Car makers are now focusing on things that are quite dynamic in place of just point and learn- enhancement of safety and driving experience. AR displays such as Heads-Up Displays (HUD) transform car’s windscreen into a computer screen that can display navigation, live traffic feeds, weather updates, landmarks and places of interest. Couple this with safety technologies like Volvo’s Intellisafe, we can have AR systems that can warn of potential collisions or mishaps, directly in the line of view of the driver. In addition, infotainment systems like audio playback, connecting phone calls can be coupled to the AR HUD display and can be interacted with gesture or voice control.

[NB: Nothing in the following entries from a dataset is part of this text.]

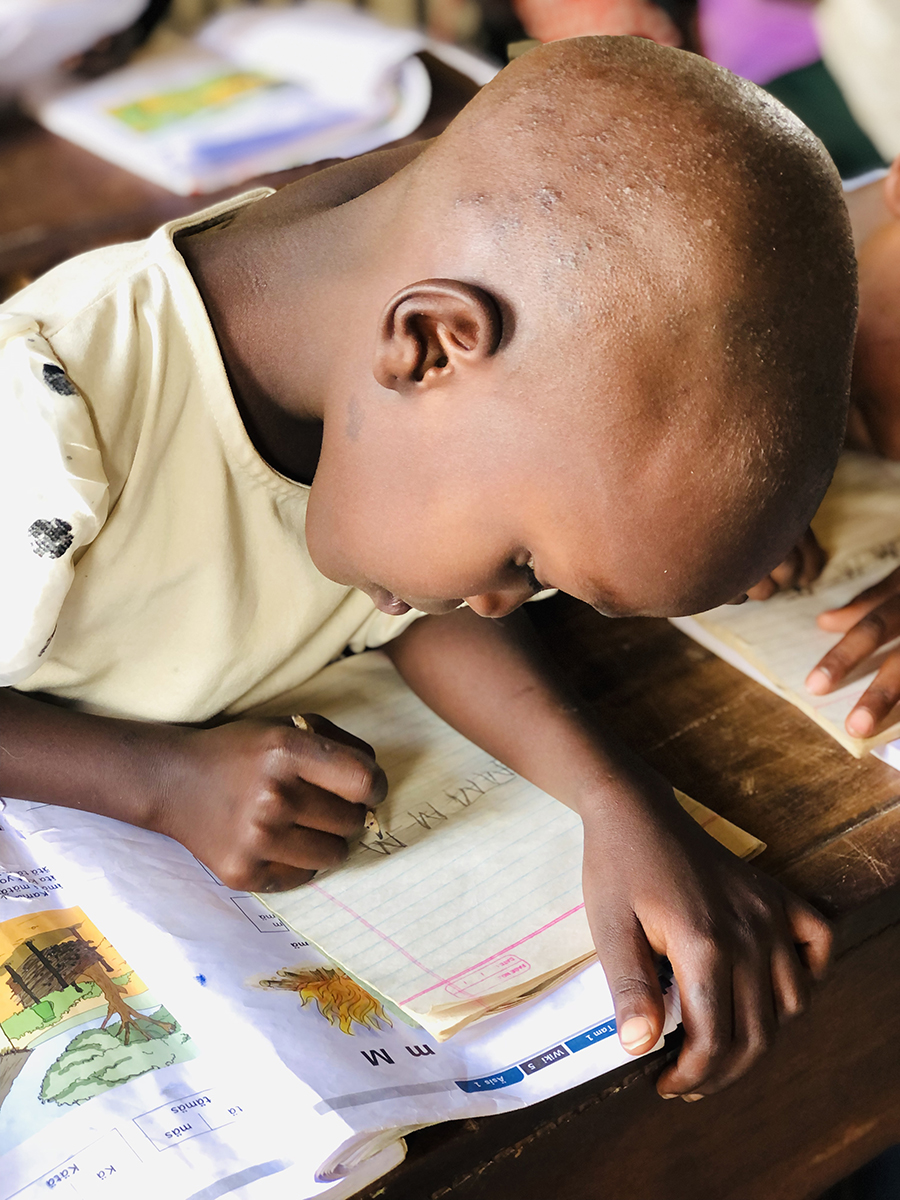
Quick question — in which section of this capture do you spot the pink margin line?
[310,883,494,1008]
[311,883,440,986]
[400,900,584,1004]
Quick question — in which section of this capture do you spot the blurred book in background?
[24,4,431,196]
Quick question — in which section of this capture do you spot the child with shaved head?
[0,38,854,1099]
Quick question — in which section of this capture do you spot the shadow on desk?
[820,1146,900,1200]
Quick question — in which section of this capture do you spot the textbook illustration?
[257,967,394,1037]
[0,908,193,1132]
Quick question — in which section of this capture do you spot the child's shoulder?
[0,239,160,337]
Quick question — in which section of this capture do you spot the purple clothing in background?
[698,0,822,84]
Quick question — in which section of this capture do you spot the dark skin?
[0,47,849,1099]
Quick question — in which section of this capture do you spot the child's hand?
[806,566,900,738]
[584,772,832,1099]
[748,529,828,600]
[154,714,388,892]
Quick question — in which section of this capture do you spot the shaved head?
[360,37,856,611]
[240,37,856,616]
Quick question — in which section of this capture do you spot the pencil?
[290,713,384,841]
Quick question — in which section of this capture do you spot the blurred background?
[0,0,900,1200]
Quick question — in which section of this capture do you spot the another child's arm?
[385,610,830,1097]
[0,688,386,892]
[806,568,900,738]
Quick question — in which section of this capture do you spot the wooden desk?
[360,596,900,1200]
[0,62,900,1200]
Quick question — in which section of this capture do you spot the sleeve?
[0,313,108,686]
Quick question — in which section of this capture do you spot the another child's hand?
[748,529,828,600]
[806,566,900,738]
[584,772,832,1099]
[154,714,388,892]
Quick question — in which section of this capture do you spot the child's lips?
[368,587,412,617]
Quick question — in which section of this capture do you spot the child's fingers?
[770,943,810,1025]
[816,568,900,634]
[806,596,900,700]
[262,826,348,873]
[845,652,900,738]
[594,917,666,1055]
[283,782,366,840]
[656,944,733,1099]
[785,892,834,983]
[692,948,779,1096]
[277,727,388,808]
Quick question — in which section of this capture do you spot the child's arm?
[385,610,830,1097]
[0,688,386,892]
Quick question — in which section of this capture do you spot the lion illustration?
[258,967,392,1036]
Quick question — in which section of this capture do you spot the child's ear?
[884,155,900,220]
[373,280,503,395]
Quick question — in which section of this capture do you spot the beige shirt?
[0,191,420,721]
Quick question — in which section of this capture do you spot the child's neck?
[178,143,426,484]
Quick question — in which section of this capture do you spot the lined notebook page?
[676,454,900,757]
[259,653,761,1037]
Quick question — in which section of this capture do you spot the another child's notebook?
[673,452,900,758]
[258,653,763,1040]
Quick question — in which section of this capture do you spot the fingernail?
[806,667,832,696]
[619,1016,653,1050]
[847,708,875,738]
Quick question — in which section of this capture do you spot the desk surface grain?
[360,596,900,1200]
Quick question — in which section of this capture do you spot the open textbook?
[0,800,679,1200]
[258,653,764,1040]
[673,451,900,758]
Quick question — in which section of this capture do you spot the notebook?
[673,452,900,758]
[258,653,764,1040]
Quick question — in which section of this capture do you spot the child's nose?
[466,586,532,617]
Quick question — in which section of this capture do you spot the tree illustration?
[41,1008,193,1104]
[0,925,175,1045]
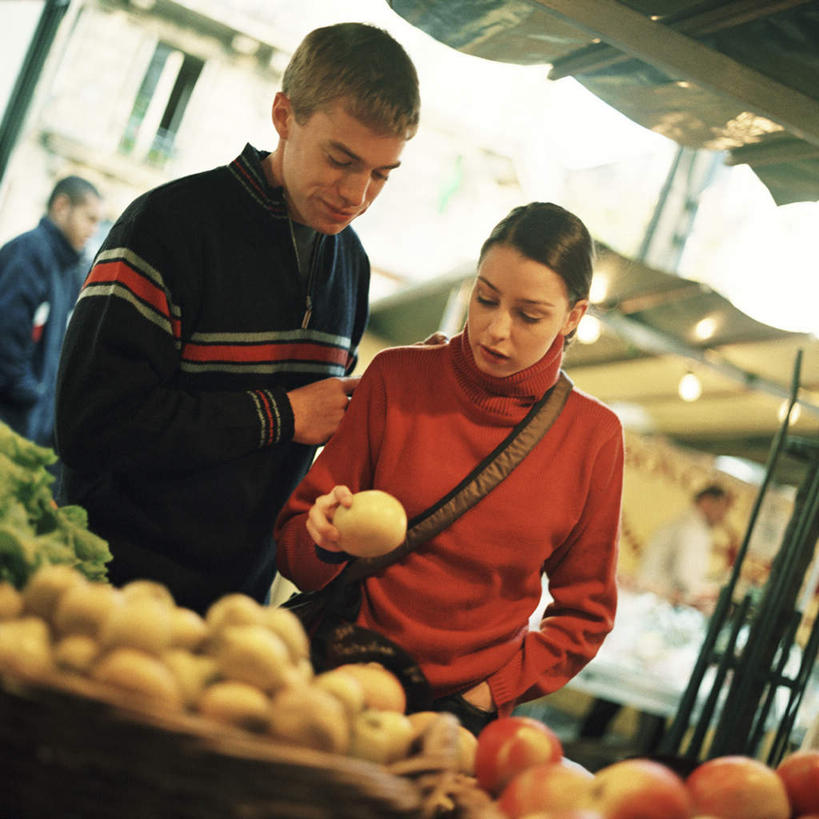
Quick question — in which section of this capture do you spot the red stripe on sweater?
[84,259,171,321]
[255,390,275,445]
[182,343,350,366]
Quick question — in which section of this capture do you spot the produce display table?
[567,590,819,741]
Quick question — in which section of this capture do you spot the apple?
[686,754,791,819]
[584,758,691,819]
[498,762,594,819]
[776,749,819,816]
[522,808,606,819]
[475,717,563,796]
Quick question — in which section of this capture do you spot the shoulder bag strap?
[339,370,574,583]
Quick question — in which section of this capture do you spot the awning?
[388,0,819,204]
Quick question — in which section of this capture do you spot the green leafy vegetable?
[0,422,111,588]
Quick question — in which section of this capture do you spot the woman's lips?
[481,344,509,361]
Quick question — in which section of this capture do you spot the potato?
[216,625,293,691]
[54,583,123,637]
[0,580,23,621]
[161,648,219,707]
[91,648,183,708]
[333,489,407,557]
[335,663,407,714]
[23,563,88,623]
[205,593,264,636]
[196,680,270,733]
[0,617,53,677]
[314,669,364,720]
[100,591,173,654]
[170,606,208,651]
[54,634,100,674]
[262,606,310,663]
[270,686,351,754]
[122,580,175,606]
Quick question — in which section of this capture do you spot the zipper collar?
[228,143,287,219]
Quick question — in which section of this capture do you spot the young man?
[57,23,420,611]
[0,176,102,446]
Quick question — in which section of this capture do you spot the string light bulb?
[677,370,702,402]
[577,313,603,344]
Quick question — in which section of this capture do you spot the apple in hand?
[686,754,791,819]
[587,758,691,819]
[498,762,594,819]
[475,717,563,796]
[776,749,819,816]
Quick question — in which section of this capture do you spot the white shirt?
[637,506,711,598]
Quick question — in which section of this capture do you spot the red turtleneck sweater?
[275,334,623,714]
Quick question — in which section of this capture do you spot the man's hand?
[287,376,361,444]
[305,486,353,552]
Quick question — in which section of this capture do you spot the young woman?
[275,202,623,728]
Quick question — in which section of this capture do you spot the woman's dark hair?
[478,202,594,306]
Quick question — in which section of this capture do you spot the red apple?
[475,717,563,796]
[498,762,593,819]
[686,755,791,819]
[589,758,691,819]
[776,749,819,816]
[525,808,606,819]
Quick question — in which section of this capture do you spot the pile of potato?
[0,565,475,774]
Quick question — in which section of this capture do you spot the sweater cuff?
[314,544,351,563]
[247,387,294,449]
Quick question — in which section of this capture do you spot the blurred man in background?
[637,484,732,612]
[0,176,102,446]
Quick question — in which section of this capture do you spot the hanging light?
[694,316,717,341]
[776,400,802,424]
[677,370,702,401]
[589,270,609,304]
[577,313,603,344]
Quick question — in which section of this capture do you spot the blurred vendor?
[637,484,732,610]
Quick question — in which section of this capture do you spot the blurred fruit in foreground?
[587,758,691,819]
[498,762,594,819]
[776,749,819,816]
[686,755,791,819]
[475,717,563,796]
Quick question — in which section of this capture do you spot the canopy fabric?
[388,0,819,204]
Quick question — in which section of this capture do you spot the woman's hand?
[306,486,353,552]
[461,680,495,711]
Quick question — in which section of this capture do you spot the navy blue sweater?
[56,145,370,611]
[0,216,80,446]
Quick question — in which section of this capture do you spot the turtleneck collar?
[449,327,565,417]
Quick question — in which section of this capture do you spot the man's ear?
[272,91,294,139]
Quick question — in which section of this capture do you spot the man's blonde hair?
[282,23,421,139]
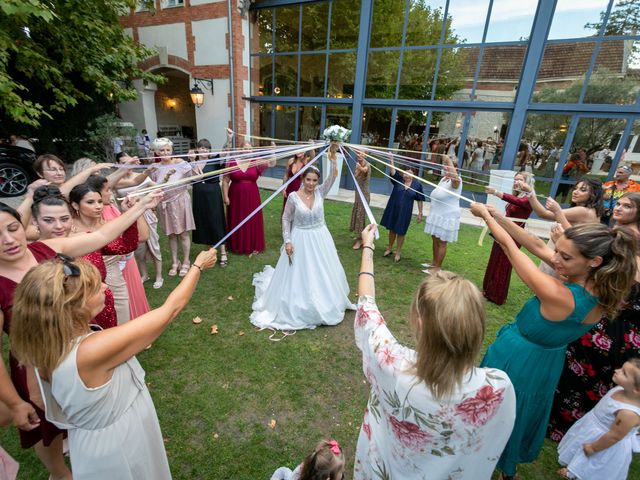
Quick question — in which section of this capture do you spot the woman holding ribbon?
[482,172,535,305]
[471,203,637,479]
[189,135,233,267]
[349,151,371,250]
[548,192,640,442]
[250,146,355,330]
[222,142,276,255]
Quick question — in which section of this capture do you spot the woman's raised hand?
[27,178,49,197]
[361,223,378,247]
[193,248,218,270]
[516,182,533,193]
[284,242,293,257]
[545,197,562,215]
[549,223,564,243]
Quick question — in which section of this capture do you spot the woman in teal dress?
[471,203,636,478]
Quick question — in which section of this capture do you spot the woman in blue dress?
[380,158,425,262]
[471,203,636,479]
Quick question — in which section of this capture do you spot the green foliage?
[524,69,638,154]
[86,113,137,162]
[0,192,640,480]
[0,0,162,126]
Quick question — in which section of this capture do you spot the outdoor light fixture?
[189,78,213,108]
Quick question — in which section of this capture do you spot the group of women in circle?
[0,136,640,479]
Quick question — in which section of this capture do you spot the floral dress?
[353,297,515,480]
[547,283,640,442]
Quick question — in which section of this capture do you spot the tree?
[584,0,640,60]
[0,0,163,126]
[524,69,638,154]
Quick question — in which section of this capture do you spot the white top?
[354,297,516,480]
[36,334,171,480]
[282,175,336,243]
[558,387,640,480]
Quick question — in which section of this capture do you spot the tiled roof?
[464,40,625,82]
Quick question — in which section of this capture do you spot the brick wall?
[120,0,250,137]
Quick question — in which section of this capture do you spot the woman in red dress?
[222,142,276,255]
[482,172,535,305]
[0,196,159,479]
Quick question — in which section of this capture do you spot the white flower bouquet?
[322,125,351,142]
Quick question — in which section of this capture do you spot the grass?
[0,193,640,480]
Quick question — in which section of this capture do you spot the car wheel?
[0,163,29,197]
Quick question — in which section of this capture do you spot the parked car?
[0,145,38,197]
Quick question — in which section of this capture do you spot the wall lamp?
[189,78,213,107]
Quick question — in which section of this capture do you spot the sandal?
[169,262,180,277]
[178,263,191,277]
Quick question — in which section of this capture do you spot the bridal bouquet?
[322,125,351,142]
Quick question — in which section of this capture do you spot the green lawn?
[0,193,640,480]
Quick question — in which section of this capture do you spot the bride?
[250,146,355,330]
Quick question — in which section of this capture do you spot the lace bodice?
[282,176,336,243]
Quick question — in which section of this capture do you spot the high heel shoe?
[178,263,191,277]
[168,262,182,277]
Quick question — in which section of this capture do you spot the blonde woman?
[353,225,515,480]
[11,249,216,480]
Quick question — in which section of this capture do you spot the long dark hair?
[571,178,603,217]
[0,202,22,223]
[564,223,638,318]
[31,185,71,218]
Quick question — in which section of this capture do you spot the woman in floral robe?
[354,225,515,480]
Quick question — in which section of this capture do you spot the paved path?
[0,177,552,238]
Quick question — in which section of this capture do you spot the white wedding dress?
[250,172,355,330]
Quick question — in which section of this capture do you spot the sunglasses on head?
[56,253,80,277]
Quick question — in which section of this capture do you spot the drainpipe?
[227,0,235,147]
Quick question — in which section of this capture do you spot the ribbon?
[340,145,380,240]
[213,146,329,248]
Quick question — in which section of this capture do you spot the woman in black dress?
[189,138,230,267]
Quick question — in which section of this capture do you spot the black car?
[0,145,38,197]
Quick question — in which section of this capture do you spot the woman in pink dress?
[151,138,196,277]
[222,142,276,254]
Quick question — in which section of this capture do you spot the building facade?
[121,0,640,197]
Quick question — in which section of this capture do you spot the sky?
[444,0,615,43]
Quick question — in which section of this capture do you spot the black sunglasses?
[56,253,80,277]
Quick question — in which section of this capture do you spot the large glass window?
[250,0,640,194]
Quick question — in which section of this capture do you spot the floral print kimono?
[353,297,515,480]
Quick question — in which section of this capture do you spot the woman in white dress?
[353,225,516,480]
[422,155,462,274]
[250,152,355,330]
[11,249,216,480]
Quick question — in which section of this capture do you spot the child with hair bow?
[271,440,344,480]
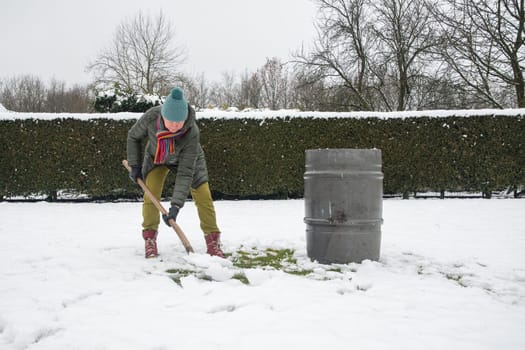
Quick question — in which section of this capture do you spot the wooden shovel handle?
[122,159,194,254]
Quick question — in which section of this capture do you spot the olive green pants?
[142,166,220,234]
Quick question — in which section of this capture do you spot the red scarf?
[153,115,190,164]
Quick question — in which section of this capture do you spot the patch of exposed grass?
[230,247,312,276]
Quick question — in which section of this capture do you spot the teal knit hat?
[161,87,188,122]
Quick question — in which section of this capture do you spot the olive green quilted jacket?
[127,106,208,207]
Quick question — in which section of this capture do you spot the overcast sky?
[0,0,316,85]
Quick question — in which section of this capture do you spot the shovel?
[122,159,194,254]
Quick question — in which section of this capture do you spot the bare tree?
[373,0,438,111]
[87,11,185,95]
[295,0,375,110]
[433,0,525,108]
[258,57,288,110]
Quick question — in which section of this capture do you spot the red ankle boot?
[204,232,224,258]
[142,230,159,259]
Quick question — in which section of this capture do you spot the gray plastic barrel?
[304,149,383,264]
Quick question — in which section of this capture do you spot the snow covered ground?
[0,199,525,350]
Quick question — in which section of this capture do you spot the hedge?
[0,115,525,199]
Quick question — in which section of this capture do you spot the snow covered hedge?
[0,110,525,198]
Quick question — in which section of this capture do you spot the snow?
[0,108,525,120]
[0,199,525,350]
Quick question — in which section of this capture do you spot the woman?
[127,88,224,258]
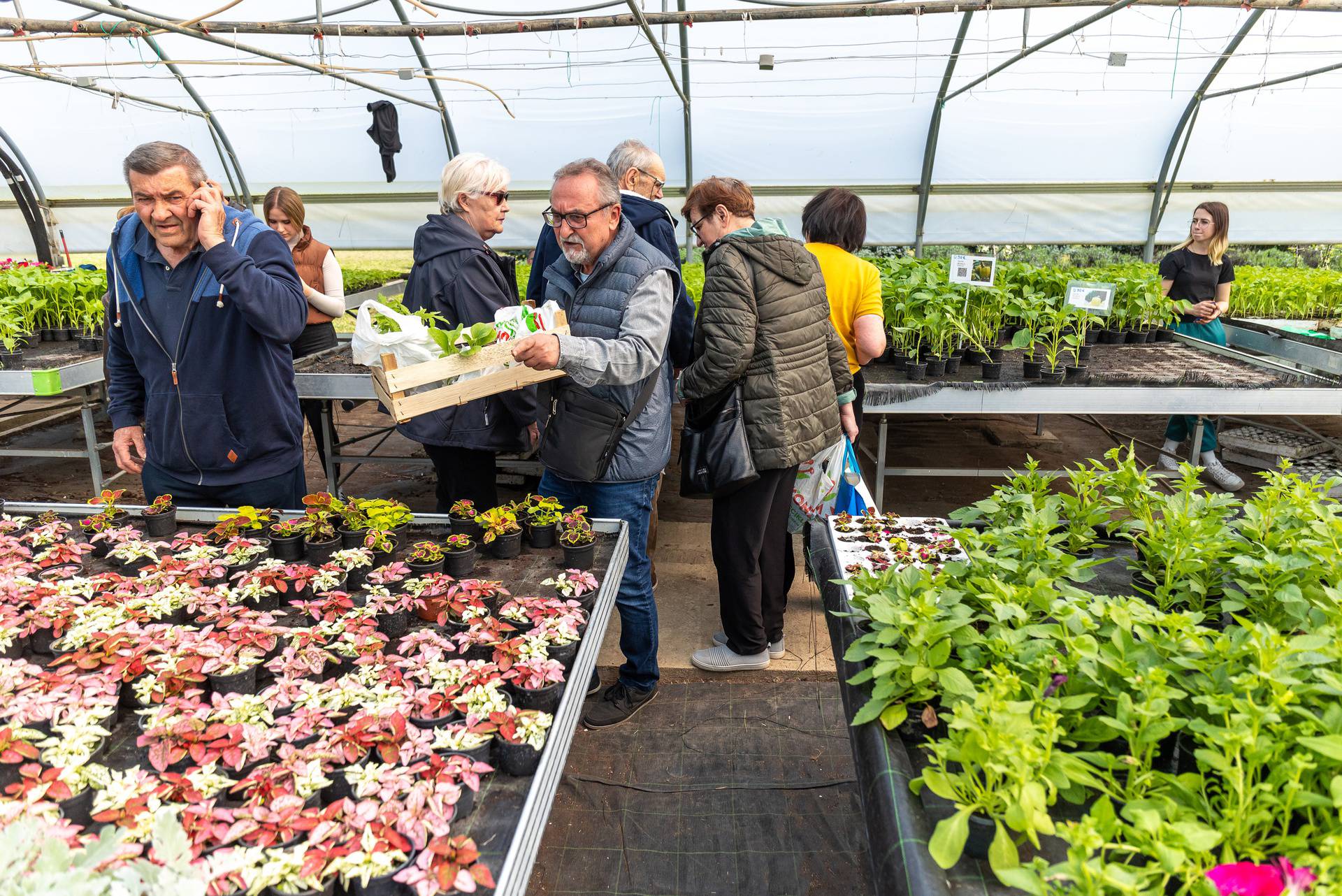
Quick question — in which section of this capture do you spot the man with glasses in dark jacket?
[526,140,694,588]
[512,158,680,728]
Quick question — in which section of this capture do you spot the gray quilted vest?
[545,219,679,483]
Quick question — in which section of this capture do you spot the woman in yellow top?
[801,187,886,426]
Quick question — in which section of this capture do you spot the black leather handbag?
[680,382,760,498]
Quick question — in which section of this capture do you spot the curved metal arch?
[392,0,461,158]
[914,9,974,257]
[1142,9,1264,261]
[109,0,252,208]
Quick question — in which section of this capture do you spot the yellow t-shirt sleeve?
[852,261,886,321]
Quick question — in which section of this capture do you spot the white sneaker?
[713,632,788,660]
[690,644,769,672]
[1155,439,1183,472]
[1202,451,1244,491]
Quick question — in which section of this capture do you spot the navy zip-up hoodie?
[526,192,694,369]
[396,215,535,451]
[106,207,308,486]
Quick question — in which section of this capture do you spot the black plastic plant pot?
[303,535,344,566]
[1039,370,1067,386]
[143,506,177,538]
[965,813,997,860]
[494,735,541,778]
[526,523,558,547]
[489,531,522,559]
[345,853,414,896]
[448,516,480,542]
[563,540,596,570]
[405,559,443,578]
[58,788,94,828]
[340,528,368,550]
[507,681,563,715]
[443,544,477,578]
[546,641,579,670]
[435,738,494,774]
[205,665,260,693]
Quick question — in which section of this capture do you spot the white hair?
[438,153,510,215]
[605,140,662,181]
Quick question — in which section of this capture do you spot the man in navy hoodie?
[108,142,308,508]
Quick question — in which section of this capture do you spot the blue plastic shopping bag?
[835,438,876,516]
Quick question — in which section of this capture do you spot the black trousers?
[710,467,797,655]
[424,445,499,514]
[289,322,337,475]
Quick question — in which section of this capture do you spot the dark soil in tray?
[865,342,1332,397]
[294,342,372,375]
[0,340,102,370]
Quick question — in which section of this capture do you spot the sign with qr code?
[948,255,997,286]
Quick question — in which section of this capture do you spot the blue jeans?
[537,470,662,691]
[1165,318,1225,451]
[140,460,308,510]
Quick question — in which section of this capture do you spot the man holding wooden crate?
[512,158,680,728]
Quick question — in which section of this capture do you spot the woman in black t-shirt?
[1160,203,1244,491]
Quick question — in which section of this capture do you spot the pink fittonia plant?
[1206,858,1315,896]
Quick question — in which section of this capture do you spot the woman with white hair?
[397,153,535,514]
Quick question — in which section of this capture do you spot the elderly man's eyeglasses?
[633,168,667,189]
[541,203,614,231]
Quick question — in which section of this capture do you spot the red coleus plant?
[290,591,354,622]
[394,836,494,896]
[318,712,405,766]
[38,540,92,569]
[0,727,38,766]
[495,657,563,691]
[223,795,322,846]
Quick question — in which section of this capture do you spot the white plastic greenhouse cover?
[0,0,1342,256]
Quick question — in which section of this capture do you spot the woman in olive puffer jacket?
[677,177,858,672]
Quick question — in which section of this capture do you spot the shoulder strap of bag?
[624,362,664,429]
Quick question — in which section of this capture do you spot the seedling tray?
[0,342,103,396]
[6,502,628,896]
[373,311,569,423]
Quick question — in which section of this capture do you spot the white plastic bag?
[788,439,847,533]
[350,299,443,368]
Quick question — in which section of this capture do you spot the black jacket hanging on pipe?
[368,99,401,184]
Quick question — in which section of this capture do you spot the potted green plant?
[405,542,443,575]
[479,507,522,559]
[143,495,177,538]
[560,507,596,572]
[443,535,475,578]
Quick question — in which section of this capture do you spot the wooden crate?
[373,311,569,423]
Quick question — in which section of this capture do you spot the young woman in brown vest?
[264,187,345,467]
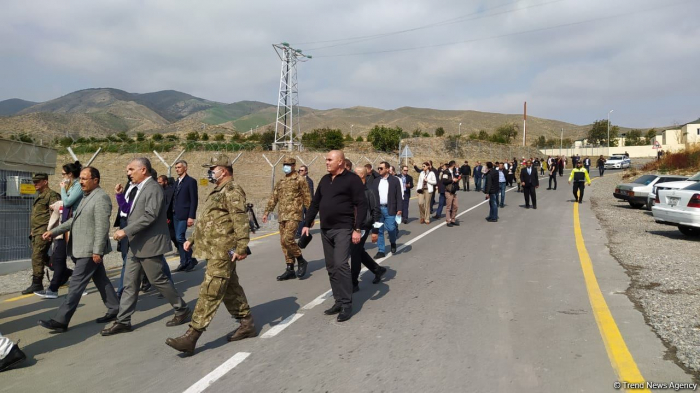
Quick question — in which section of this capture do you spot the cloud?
[0,0,700,127]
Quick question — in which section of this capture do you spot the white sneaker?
[34,289,58,299]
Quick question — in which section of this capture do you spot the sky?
[0,0,700,128]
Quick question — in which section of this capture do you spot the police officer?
[22,173,61,295]
[263,157,311,281]
[569,161,591,203]
[165,155,257,355]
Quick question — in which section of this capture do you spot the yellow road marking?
[574,203,649,392]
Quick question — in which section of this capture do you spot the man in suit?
[520,160,540,209]
[472,161,484,192]
[172,160,198,272]
[101,158,191,336]
[370,161,403,259]
[39,167,119,332]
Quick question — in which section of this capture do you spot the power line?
[314,0,695,58]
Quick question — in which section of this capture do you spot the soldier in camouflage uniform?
[263,157,311,281]
[22,173,61,295]
[165,155,257,355]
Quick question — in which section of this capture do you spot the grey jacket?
[51,187,112,258]
[124,178,171,258]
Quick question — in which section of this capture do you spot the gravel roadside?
[586,173,700,376]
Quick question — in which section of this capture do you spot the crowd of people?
[0,150,604,370]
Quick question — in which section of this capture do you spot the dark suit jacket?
[520,167,540,187]
[172,174,198,220]
[369,176,403,216]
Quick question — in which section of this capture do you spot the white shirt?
[379,177,389,205]
[129,176,151,214]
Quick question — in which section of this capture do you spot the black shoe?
[185,258,199,272]
[100,322,133,336]
[39,319,68,333]
[372,266,386,284]
[277,265,297,281]
[323,303,341,315]
[297,255,309,278]
[0,344,27,372]
[95,314,117,323]
[337,306,352,322]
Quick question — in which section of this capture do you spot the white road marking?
[260,312,304,338]
[184,352,250,393]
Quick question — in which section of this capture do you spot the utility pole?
[272,42,311,151]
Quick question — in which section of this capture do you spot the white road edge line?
[184,352,250,393]
[260,313,304,338]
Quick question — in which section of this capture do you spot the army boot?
[22,276,44,295]
[297,255,309,278]
[226,314,258,342]
[277,263,297,281]
[165,328,202,356]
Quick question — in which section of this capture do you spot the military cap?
[202,154,233,168]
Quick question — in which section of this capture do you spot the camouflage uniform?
[265,158,311,265]
[189,176,250,332]
[29,183,61,282]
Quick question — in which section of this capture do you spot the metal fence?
[0,170,34,262]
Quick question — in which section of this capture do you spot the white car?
[605,156,632,169]
[647,172,700,210]
[651,182,700,237]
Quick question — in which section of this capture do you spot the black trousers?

So what does IoT have to do with AR in cars?
The answer is simple really. Real-time applications need data. A lot of them. Augmented Reality apps used libraries stored in local storage devices to access, analyze and display data. This meant a serious short coming in the spectrum in which these apps could perform reliably. With the advent of Internet of Things, data storage, analyzing capabilities are no more a bar for AR apps to limit their operating range. Live traffic feeds, weather updates, navigation, point and learn- all owe their existence to IoT.
Simply, if a car has latest AR system enabled, then it is cloud connected. These cars are known as connected cars. In addition to managing internal functions of the car, IoT enables cars to interact with the physical world too- with other cars, traffic lights, fuel pumps and the like. In a report (2014) by McKinsey & Company, more than a quarter of car buyers said that Internet connectivity is more important than features such as engine power and fuel efficiency. 4G has been already implemented by automakers in some of their newest models and with WiFi hotspots enabled around the city, IoT can be extensively relied upon to make enhanced driving experiences possible.